O mergulho do real teve "baixo impacto" na liquidez. As empresas não financeiras, que não exportam e não têm hedge, o grupo de maior risco ao impacto cambial, viram suas dívidas aumentarem de 2,4% do PIB em 2014 para 3,1% no ano passado, mas, segundo o BC, o aumento foi puro efeito da desvalorização do real. Pouco menos de dois terços do total das dívidas dessas empresas foi contraída em moeda local.
Os débitos em moeda local correm o risco de inadimplência diante do brutal encolhimento da atividade e da elevada taxa de juros doméstica, que reduziu lucros, aumentou custos financeiros e diminuiu receitas. Os bancos, especialmente os privados, tomaram uma série de medidas de precaução. O de maior impacto para a atividade econômica foi a drástica freada na oferta de crédito. Até dezembro, os empréstimos nos bancos privados tiveram queda real de -8,2%. A atitude defensiva prosseguiu no primeiro trimestre deste ano. A vítima recorrente e principal da menor concessão foram as pequenas e médias empresas. Os recursos colocados a sua disposição pelas instituições financeiras caíram 6,8%, enquanto ainda cresceram 5,7% para as grandes empresas.
Mas enquanto a inadimplência total teve ligeira alta de 0,5 ponto percentual, para 3,4%, ela cresceu mais, para 4,7% entre as pequenas e médias empresas e caiu um pouco entre grandes companhias.

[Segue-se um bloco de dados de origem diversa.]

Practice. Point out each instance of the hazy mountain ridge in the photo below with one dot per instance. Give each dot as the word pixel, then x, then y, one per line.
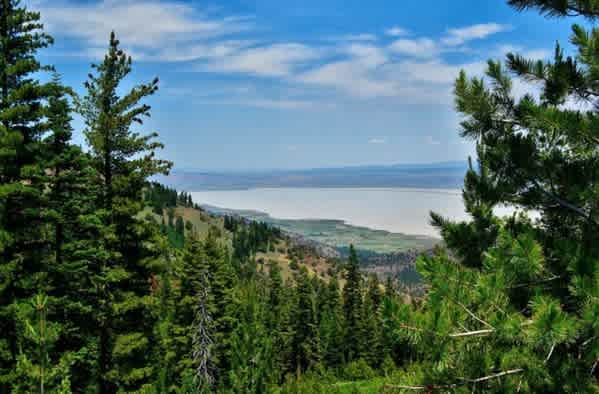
pixel 433 175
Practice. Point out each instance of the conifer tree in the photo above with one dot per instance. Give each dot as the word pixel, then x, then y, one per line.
pixel 518 312
pixel 23 245
pixel 331 325
pixel 69 208
pixel 251 368
pixel 352 306
pixel 124 159
pixel 371 324
pixel 304 344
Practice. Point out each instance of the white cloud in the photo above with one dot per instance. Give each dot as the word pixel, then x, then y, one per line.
pixel 437 72
pixel 354 66
pixel 420 47
pixel 358 37
pixel 462 35
pixel 350 77
pixel 278 60
pixel 431 141
pixel 143 23
pixel 151 29
pixel 396 31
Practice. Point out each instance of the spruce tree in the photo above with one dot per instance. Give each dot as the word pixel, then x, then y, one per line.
pixel 23 244
pixel 518 312
pixel 124 160
pixel 352 306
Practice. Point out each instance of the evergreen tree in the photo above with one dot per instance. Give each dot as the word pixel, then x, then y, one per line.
pixel 69 208
pixel 251 345
pixel 518 312
pixel 371 324
pixel 352 305
pixel 23 244
pixel 331 325
pixel 124 159
pixel 304 343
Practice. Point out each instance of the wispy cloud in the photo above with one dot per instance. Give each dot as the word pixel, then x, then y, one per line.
pixel 420 47
pixel 278 60
pixel 357 37
pixel 432 141
pixel 462 35
pixel 145 27
pixel 396 31
pixel 351 66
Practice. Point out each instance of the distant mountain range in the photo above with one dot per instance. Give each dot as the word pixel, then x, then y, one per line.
pixel 434 175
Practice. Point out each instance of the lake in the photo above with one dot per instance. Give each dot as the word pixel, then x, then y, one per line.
pixel 398 210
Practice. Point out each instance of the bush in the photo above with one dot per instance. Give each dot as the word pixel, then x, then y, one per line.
pixel 358 370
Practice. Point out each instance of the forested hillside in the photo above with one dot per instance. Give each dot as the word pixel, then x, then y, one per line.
pixel 109 285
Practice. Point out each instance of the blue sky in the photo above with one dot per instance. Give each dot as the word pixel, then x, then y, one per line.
pixel 251 84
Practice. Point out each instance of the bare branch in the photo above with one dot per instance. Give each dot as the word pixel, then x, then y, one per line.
pixel 473 315
pixel 453 385
pixel 496 375
pixel 565 204
pixel 550 353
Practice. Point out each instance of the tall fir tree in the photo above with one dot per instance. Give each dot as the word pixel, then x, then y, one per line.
pixel 124 160
pixel 352 305
pixel 518 311
pixel 23 244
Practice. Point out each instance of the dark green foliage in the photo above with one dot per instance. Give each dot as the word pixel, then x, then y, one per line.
pixel 124 160
pixel 352 306
pixel 23 244
pixel 513 308
pixel 560 8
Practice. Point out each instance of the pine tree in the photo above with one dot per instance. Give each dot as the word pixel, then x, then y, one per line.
pixel 352 305
pixel 371 324
pixel 23 245
pixel 124 159
pixel 331 325
pixel 252 358
pixel 304 344
pixel 518 311
pixel 69 208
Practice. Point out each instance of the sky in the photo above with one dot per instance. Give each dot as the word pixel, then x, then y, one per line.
pixel 271 84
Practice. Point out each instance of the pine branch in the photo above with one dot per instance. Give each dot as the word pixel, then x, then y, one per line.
pixel 454 385
pixel 565 204
pixel 473 315
pixel 484 332
pixel 496 375
pixel 550 353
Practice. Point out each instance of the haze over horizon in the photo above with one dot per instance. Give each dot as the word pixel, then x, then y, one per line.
pixel 252 85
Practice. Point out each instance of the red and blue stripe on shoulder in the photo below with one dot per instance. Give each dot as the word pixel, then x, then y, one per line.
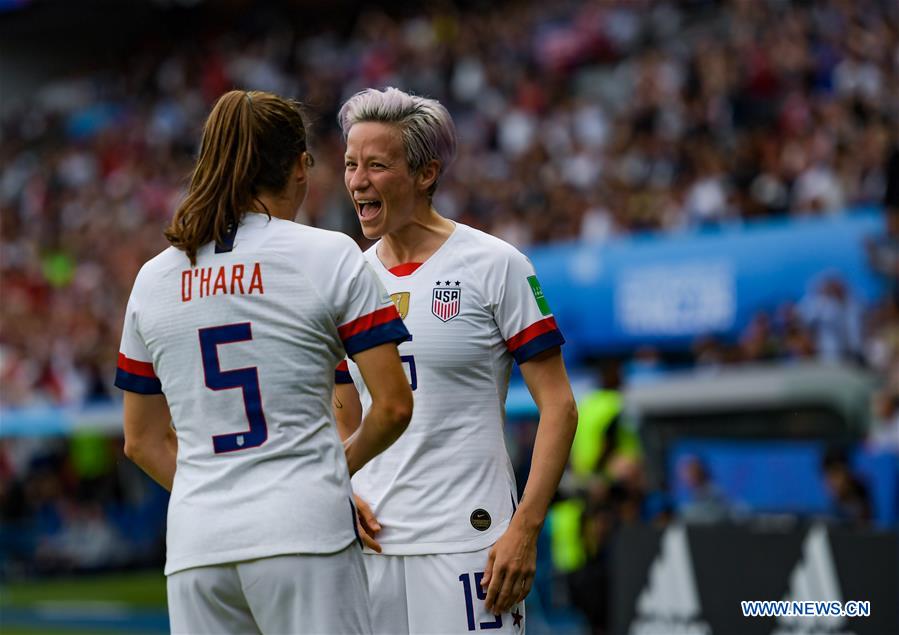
pixel 376 328
pixel 136 376
pixel 538 337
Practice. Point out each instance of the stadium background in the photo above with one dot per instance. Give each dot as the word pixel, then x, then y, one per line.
pixel 708 190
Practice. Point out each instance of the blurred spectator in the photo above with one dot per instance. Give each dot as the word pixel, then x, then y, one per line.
pixel 849 495
pixel 835 320
pixel 706 503
pixel 884 435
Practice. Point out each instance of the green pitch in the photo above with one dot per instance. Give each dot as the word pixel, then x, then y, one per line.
pixel 40 607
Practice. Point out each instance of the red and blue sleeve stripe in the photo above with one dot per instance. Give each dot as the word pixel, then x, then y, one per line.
pixel 376 328
pixel 538 337
pixel 135 376
pixel 342 373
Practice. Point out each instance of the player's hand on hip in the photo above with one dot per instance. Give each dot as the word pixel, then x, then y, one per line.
pixel 510 570
pixel 367 523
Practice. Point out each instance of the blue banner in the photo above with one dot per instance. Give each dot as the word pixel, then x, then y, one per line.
pixel 667 290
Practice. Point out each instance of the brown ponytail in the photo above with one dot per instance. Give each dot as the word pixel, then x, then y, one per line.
pixel 251 142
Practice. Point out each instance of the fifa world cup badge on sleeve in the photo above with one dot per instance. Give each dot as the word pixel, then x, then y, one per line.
pixel 446 300
pixel 542 304
pixel 401 300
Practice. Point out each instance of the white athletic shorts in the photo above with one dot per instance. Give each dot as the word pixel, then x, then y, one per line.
pixel 304 594
pixel 438 593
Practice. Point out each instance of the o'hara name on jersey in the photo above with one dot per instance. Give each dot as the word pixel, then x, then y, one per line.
pixel 205 281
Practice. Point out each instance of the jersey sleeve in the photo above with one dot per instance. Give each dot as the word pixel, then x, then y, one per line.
pixel 522 311
pixel 134 371
pixel 367 316
pixel 342 373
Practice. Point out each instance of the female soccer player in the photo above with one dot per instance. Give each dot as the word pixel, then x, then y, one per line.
pixel 232 335
pixel 456 554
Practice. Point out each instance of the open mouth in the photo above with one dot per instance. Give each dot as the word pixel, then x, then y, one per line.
pixel 368 208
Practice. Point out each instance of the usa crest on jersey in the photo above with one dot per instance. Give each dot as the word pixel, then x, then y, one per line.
pixel 445 302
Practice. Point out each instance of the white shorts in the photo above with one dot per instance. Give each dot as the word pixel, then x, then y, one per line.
pixel 438 593
pixel 304 594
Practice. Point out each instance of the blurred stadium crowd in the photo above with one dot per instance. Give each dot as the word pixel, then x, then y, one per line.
pixel 577 120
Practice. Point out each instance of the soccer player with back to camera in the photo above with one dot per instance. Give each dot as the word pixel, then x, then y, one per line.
pixel 449 548
pixel 232 335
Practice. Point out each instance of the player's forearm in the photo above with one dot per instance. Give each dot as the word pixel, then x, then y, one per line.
pixel 158 459
pixel 380 428
pixel 555 433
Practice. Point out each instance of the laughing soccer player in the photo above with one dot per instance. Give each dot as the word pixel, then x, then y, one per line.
pixel 450 549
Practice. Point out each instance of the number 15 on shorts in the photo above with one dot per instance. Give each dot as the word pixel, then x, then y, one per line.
pixel 465 579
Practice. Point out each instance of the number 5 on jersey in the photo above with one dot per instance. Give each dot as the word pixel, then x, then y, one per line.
pixel 247 379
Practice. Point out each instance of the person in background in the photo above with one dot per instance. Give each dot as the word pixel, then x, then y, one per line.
pixel 707 503
pixel 850 502
pixel 230 340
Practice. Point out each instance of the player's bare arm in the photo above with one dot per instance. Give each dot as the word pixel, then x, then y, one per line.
pixel 347 409
pixel 512 562
pixel 391 405
pixel 149 438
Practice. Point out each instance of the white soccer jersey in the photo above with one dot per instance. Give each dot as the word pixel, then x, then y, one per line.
pixel 243 346
pixel 447 484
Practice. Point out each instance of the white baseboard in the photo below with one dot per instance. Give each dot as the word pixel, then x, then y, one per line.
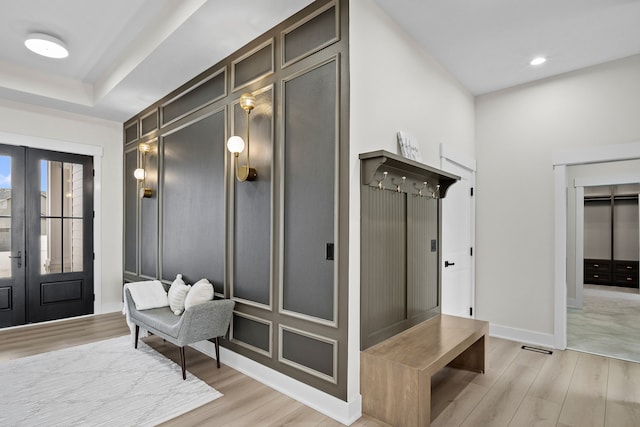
pixel 341 411
pixel 522 335
pixel 108 308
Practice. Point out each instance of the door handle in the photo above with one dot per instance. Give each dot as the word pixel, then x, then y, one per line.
pixel 18 257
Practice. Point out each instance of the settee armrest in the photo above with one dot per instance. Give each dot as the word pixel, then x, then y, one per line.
pixel 204 321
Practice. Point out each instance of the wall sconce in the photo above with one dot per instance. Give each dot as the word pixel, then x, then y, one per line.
pixel 235 144
pixel 140 173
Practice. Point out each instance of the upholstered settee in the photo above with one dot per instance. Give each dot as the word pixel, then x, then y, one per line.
pixel 205 321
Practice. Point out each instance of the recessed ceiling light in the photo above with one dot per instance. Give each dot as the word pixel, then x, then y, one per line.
pixel 538 60
pixel 46 45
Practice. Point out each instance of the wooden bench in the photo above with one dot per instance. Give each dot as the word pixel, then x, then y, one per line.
pixel 395 379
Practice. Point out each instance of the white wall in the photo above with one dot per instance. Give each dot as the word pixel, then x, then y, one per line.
pixel 46 128
pixel 395 85
pixel 516 131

Os números poderiam ser maiores se os bancos privados não se envolvessem em operação de renegociação e reestruturação dos débitos, que corresponderam a quase 7% do total da carteira de empréstimos a pessoas jurídicas e a 10% da de pessoas físicas.
A recessão levou também uma enxurrada de empresas à recuperação judicial - 2015 terminou com 1.300 delas nessa situação. Segundo o BC, porém, a dívida bancária dessas empresas equivale a 1% da carteira de crédito em dezembro e pelo menos 60% desses débitos estão provisionados. As provisões subiram. Nos bancos privados, elas são 80% maiores que a inadimplência e nos bancos públicos, 56%. Equivalem a 25% das rendas de crédito do sistema bancário.
As estatísticas de dezembro não haviam captado por inteiro a entrada em recuperação judicial de grandes empreiteiras e empresas de porte do setor de petróleo e gás, fortemente atingidas pelo avanço da Operação Lava-Jato. O risco de crédito dessas empresas e das cadeias de produção vulneráveis, segundo o BC, são "objeto de acompanhamento".
Em outra frente, os bancos elevaram o estoque de ativos líquidos disponíveis ao mesmo tempo em que desaceleraram suas captações, diante de um quadro de demanda retraída. Dessa forma, caiu seu risco de liquidez de curto prazo. Esses ativos líquidos foram integralmente usados para comprar títulos públicos - os bancos adquiriram 27% do total dos papéis do Tesouro ofertados no ano passado - e garantem a atrativa remuneração da taxa de juros mais alta do mundo.
Para preservar ou aumentar sua rentabilidade, os bancos elevaram sensivelmente os spreads, diversificaram receitas e ativaram créditos tributários após a majoração das alíquotas de CSLL do setor. Mantêm-se em situação confortável em um ambiente, porém, em que seus custos de captação estão subindo, as provisões aumentando e o crédito encolhendo, algo que não ocorreu com essa intensidade nem mesmo na crise financeira de 2008.